You can meet your protein needs through whole foods alone. Or, if you have multiple workouts in a day or go straight from the box to work, you can try a more hassle-free approach. Nothing beats having a convenient, ready-to-drink source of protein, like protein powder, to jump-start the process of muscle building and repair.

Protein Powders

But which kind of powder is right for you? Fast-digesting protein like whey is great to take post-workout, because it improves your muscles' ability to recover and adapt after strenuous exercise. Combination proteins like whey/casein, on the other hand, enable your body to maintain high rates of building muscle and low rates of muscle breakdown, which is pretty nice too.
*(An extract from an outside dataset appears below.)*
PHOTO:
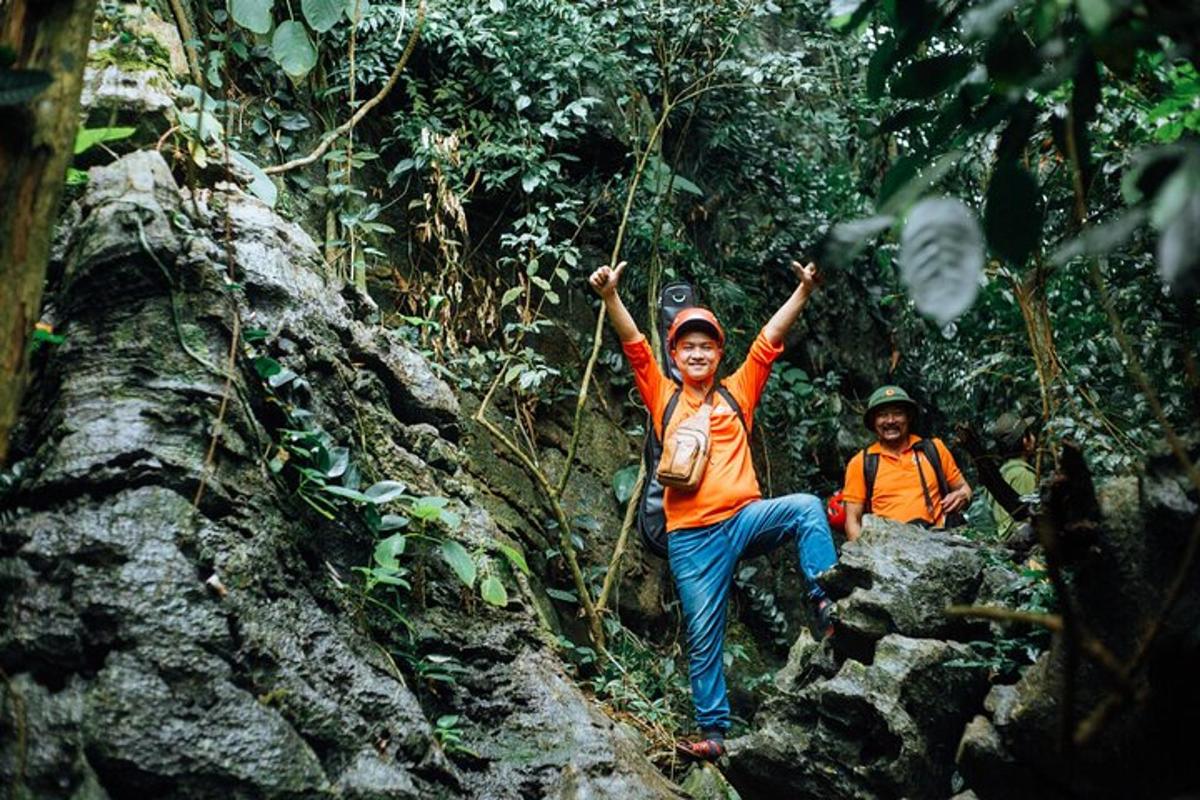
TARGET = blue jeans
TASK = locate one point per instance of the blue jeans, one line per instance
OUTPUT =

Go with egg or beef protein powders if you follow a paleo diet. These can be harder to find than the other powders, but they provide the same benefits as milk-based whey protein.

In general, avoid taking either soy or casein protein powder right after a workout. Neither will stimulate muscle protein synthesis as much as whey protein or whey/casein protein blends.

Recommended Dose: 20-30 grams immediately post-workout, or use between meals so your body can continue to build and repair your muscles.

References
  1. Bemben, M. G., & Lamont, H. S. (2005). Creatine supplementation and exercise performance. Sports Medicine, 35(2), 107-125.
  2. Buford, T. W., Kreider, R. B., Stout, J. R., Greenwood, M., Campbell, B., Spano, M., ... & Antonio, J. (2007). International Society of Sports Nutrition position stand: creatine supplementation and exercise. Journal of the International Society of Sports Nutrition, 4(1), 6.
  3. Cooper, R., Naclerio, F., Allgrove, J., & Jimenez, A. (2012). Creatine supplementation with specific view to exercise/sports performance: an update. Journal of the International Society of Sports Nutrition, 9(1), 33.
  4. Artioli, G. G., Gualano, B., Smith, A., Stout, J., & Lancha Jr, A. H. (2010). Role of beta-alanine supplementation on muscle carnosine and exercise performance. Medicine and Science in Sports and Exercise, 42(6), 1162-1173.
  5. Howatson, G., Hoad, M., Goodall, S., Tallent, J., Bell, P. G., & French, D. N. (2012). Exercise-induced muscle damage is reduced in resistance-trained males by branched chain amino acids: a randomized, double-blind, placebo controlled study. Journal of the International Society of Sports Nutrition, 9(1), 20.
  6. Negro, M., Giardina, S., Marzani, B., & Marzatico, F. (2008). Branched-chain amino acid supplementation does not enhance athletic performance but affects muscle recovery and the immune system. Journal of Sports Medicine and Physical Fitness, 48(3), 347.
  7. Jouris, K. B., McDaniel, J. L., & Weiss, E. P. (2011). The effect of omega-3 fatty acid supplementation on the inflammatory response to eccentric strength exercise. Journal of Sports Science and Medicine, 10(3), 432-438.
  8. Tartibian, B., Maleki, B. H., & Abbasi, A. (2009). The effects of ingestion of omega-3 fatty acids on perceived pain and external symptoms of delayed onset muscle soreness in untrained men. Clinical Journal of Sport Medicine, 19(2), 115-119.
  9. Breslow, J. L. (2006). n− 3 Fatty acids and cardiovascular disease. The American Journal of Clinical Nutrition, 83(6), S1477-1482S.
  10. Fontani, G., Corradeschi, F., Felici, A., Alfatti, F., Migliorini, S., & Lodi, L. (2005). Cognitive and physiological effects of Omega‐3 polyunsaturated fatty acid supplementation in healthy subjects. European Journal of Clinical Investigation, 35(11), 691-699.
  11. Hill, A. M., Buckley, J. D., Murphy, K. J., & Howe, P. R. (2007). Combining fish-oil supplements with regular aerobic exercise improves body composition and cardiovascular disease risk factors. The American Journal of Clinical Nutrition, 85(5), 1267-1274.